The Ethereum Virtual Machine is the decentralized platform’s processing core for transactions – a vital organ in the blockchain body but there are plans to replace it with a new system called ewasm, a version of the WebAssembly (wasm) environment for online applications that is already used by major web browsers including Firefox and Chrome.

With ewasm, developers should be able to code Ethereum-based applications using standardised programming languages like Java, potentially opening Ethereum up to a wider developer community and further innovation around use-cases.

Fees for storage

As an alternative solution to its blockchain bloating problem, founder Vitalik Buterin has proposed charging a fee for storage on the Ethereum network — similar to EOS’s fee structure for RAM usage and which Buterin calls “state rent.”

Alongside bigger developments like sharding and proof-of-stake, state rent could be a short-term fix for the burgeoning size of the blockchain.

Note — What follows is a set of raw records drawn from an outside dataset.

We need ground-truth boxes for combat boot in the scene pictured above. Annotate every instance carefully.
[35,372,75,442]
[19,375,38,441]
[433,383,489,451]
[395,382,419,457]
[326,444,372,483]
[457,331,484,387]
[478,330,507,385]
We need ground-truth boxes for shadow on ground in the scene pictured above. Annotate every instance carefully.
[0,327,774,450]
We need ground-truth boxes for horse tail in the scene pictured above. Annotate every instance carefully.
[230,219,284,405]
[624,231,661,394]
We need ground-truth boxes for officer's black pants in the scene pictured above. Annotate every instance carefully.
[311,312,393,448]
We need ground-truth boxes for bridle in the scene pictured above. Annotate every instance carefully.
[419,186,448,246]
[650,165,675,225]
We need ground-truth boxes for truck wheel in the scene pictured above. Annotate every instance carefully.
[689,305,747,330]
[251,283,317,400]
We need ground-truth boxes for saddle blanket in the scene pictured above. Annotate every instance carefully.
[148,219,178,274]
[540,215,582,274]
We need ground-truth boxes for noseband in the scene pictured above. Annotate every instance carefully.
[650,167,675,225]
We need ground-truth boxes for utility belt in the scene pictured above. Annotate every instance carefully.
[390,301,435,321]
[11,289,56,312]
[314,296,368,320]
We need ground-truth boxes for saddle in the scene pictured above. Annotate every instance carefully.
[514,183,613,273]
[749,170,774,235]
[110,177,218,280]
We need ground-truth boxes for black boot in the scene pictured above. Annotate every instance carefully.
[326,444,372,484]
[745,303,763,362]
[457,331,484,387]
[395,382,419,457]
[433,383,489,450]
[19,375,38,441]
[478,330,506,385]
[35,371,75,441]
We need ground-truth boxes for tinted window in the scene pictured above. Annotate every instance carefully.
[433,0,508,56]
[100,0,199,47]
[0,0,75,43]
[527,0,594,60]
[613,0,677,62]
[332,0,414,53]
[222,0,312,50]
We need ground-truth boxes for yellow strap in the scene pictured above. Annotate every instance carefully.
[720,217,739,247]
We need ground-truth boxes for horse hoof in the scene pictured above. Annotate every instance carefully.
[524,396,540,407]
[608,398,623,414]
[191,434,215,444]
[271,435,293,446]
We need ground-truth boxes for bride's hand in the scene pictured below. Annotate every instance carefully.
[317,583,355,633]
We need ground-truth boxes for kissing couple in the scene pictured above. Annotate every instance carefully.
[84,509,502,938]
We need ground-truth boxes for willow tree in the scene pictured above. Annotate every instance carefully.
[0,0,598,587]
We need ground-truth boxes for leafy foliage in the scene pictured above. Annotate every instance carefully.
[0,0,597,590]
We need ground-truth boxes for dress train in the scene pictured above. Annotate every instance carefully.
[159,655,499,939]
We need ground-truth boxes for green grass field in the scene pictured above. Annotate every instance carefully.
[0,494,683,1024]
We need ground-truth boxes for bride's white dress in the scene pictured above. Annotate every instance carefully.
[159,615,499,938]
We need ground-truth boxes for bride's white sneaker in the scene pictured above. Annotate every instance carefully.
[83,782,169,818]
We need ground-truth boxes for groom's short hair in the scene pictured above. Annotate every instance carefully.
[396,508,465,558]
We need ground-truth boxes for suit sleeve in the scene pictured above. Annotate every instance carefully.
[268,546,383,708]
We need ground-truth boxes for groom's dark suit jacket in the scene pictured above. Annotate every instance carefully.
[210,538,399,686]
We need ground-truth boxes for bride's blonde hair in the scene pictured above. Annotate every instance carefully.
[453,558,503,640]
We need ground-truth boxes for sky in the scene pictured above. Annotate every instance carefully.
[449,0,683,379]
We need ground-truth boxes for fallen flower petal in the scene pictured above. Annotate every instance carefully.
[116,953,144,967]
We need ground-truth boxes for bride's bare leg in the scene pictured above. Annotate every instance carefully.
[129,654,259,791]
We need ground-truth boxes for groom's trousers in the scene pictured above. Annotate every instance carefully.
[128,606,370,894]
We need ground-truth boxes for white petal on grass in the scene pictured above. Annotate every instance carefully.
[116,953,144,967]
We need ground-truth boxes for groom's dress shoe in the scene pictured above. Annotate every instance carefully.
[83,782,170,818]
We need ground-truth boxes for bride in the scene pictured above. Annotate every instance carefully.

Or it could end up being an essential piece of the system creating a built-in incentive for developers to keep their blockchain footprints light.

Taken together Ethereum’s development roadmap is full to the brim, with a long way to travel in each category in order to progress. Ethereum may keep the title of world’s biggest blockchain, but in order to lead the pack it will ahev to overcome big technical challenges, internal politics, while fending off a hungry and innovative group of competitors.